He saw

 

Katharyn Howd Machan

He saw

 

she didn’t mind the broken roses,
the old chocolates scattered on the gold-rimmed plate.
All was glitter here. All was gleam.
The market had called her from an unknown place
and her eyes were reaching, searching.

He stood at his booth with a hundred elephants
lined-up to trumpet their ivory and glass.
Not a chip, not a crack, not a dent.
The wooden ones stood with their trunks from a forest
long-dead on a far-away world.

No one honest will ever dare
claim they know why two lost strangers would meet.
A velvet bag, a whisper.
She moved her feet from stall to stall.
He watched her, remembered.

A boy torn from a cousin’s arms,
the roar of black wings shredding sky,
traveling through space, a city.
Growing up knowing only aloneness–
and now, this face of wonder.

_______________

Author’s Comments: I do not recall which short story I was reading that gave me a vision of the market; the poem is not recent enough for me to do so.

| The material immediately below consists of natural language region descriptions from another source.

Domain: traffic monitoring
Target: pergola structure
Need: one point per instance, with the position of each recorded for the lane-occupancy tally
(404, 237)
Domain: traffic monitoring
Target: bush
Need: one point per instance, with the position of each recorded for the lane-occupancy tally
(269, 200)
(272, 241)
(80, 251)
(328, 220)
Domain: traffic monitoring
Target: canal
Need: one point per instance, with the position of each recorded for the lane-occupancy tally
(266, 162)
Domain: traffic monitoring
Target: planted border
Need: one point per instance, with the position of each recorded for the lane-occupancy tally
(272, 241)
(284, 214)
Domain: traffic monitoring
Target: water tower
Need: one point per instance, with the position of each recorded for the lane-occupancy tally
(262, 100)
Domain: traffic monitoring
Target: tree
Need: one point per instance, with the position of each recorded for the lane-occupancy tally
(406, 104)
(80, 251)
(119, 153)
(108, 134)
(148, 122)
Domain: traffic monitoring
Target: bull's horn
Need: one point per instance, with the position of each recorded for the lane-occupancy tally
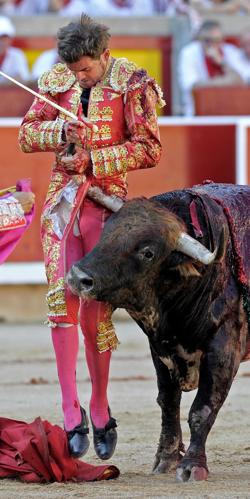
(189, 246)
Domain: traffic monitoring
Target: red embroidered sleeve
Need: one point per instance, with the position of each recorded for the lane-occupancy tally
(41, 129)
(143, 149)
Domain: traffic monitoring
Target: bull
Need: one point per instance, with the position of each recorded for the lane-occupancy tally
(179, 264)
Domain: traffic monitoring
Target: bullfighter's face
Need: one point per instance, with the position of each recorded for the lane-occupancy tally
(123, 267)
(89, 71)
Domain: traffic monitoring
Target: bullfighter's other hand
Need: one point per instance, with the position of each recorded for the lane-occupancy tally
(78, 162)
(26, 200)
(74, 132)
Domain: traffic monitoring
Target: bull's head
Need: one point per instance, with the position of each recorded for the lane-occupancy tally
(137, 242)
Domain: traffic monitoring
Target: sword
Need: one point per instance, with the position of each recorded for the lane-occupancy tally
(86, 122)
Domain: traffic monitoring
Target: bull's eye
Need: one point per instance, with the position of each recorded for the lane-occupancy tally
(146, 253)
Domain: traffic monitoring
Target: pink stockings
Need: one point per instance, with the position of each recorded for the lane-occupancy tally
(66, 342)
(65, 339)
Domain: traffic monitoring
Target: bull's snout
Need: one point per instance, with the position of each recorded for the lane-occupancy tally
(79, 281)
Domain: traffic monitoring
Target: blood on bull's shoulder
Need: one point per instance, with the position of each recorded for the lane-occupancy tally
(178, 264)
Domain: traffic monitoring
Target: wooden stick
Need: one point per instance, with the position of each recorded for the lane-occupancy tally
(53, 104)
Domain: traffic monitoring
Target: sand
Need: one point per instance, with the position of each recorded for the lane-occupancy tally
(29, 388)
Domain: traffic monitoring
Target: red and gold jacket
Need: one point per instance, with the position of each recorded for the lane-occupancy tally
(123, 106)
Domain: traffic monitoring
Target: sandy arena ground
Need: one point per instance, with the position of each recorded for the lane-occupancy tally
(28, 388)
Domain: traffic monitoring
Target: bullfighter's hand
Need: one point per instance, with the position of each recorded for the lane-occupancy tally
(26, 200)
(74, 132)
(78, 162)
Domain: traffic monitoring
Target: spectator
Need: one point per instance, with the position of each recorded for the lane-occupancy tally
(12, 60)
(23, 7)
(206, 61)
(44, 62)
(121, 7)
(222, 6)
(68, 7)
(173, 8)
(242, 62)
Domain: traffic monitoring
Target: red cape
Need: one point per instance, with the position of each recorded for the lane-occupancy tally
(38, 452)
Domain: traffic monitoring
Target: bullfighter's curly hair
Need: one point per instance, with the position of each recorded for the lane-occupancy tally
(83, 38)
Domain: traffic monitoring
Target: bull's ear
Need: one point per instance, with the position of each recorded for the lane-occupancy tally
(188, 270)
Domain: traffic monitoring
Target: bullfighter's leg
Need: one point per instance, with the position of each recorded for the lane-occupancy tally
(217, 371)
(65, 342)
(92, 313)
(170, 448)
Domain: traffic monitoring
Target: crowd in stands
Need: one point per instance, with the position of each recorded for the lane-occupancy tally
(206, 61)
(209, 61)
(194, 9)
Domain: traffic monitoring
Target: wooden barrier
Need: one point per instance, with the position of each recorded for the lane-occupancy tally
(222, 101)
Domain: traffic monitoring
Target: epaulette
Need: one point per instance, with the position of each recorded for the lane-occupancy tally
(57, 80)
(126, 76)
(121, 72)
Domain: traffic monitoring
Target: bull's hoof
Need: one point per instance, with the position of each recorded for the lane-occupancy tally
(166, 464)
(188, 473)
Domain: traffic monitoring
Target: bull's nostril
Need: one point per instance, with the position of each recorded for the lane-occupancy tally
(87, 282)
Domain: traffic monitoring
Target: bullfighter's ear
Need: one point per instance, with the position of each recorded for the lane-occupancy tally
(188, 270)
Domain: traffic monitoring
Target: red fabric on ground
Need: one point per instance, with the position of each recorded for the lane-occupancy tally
(38, 452)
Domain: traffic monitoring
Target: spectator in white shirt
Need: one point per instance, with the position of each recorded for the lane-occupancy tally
(23, 7)
(12, 60)
(68, 7)
(206, 62)
(121, 8)
(242, 62)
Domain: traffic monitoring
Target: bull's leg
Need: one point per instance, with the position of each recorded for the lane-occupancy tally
(216, 375)
(170, 444)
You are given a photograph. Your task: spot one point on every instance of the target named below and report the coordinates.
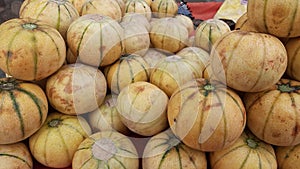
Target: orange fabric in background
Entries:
(204, 10)
(200, 10)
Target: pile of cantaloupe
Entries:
(96, 84)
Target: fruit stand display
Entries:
(138, 84)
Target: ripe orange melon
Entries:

For three and a half decades Katharyn Howd Machan, picking up where Rod Serling left off, has taught creative writing at Ithaca College in the Finger Lakes region of New York State. Her specialty courses, besides in poetry, are Writing Science Fiction and Fantasy, Women and Fairy Tales, and first-year seminars called Fairy Tales: The Hero’s Journey. Her poems have appeared in 39 published collections and many magazines, anthologies, and textbooks, most recently A Slow Bottle of Wine (The Comstock Writers, Inc., 2020) and What the Piper Promised (Alexandria Quarterly Press, 2018), both winners in national competitions.

Editor’s Notes: Image details—a couple in silhouette (clipartmag) on colorful abstract wallpaper (yodobi)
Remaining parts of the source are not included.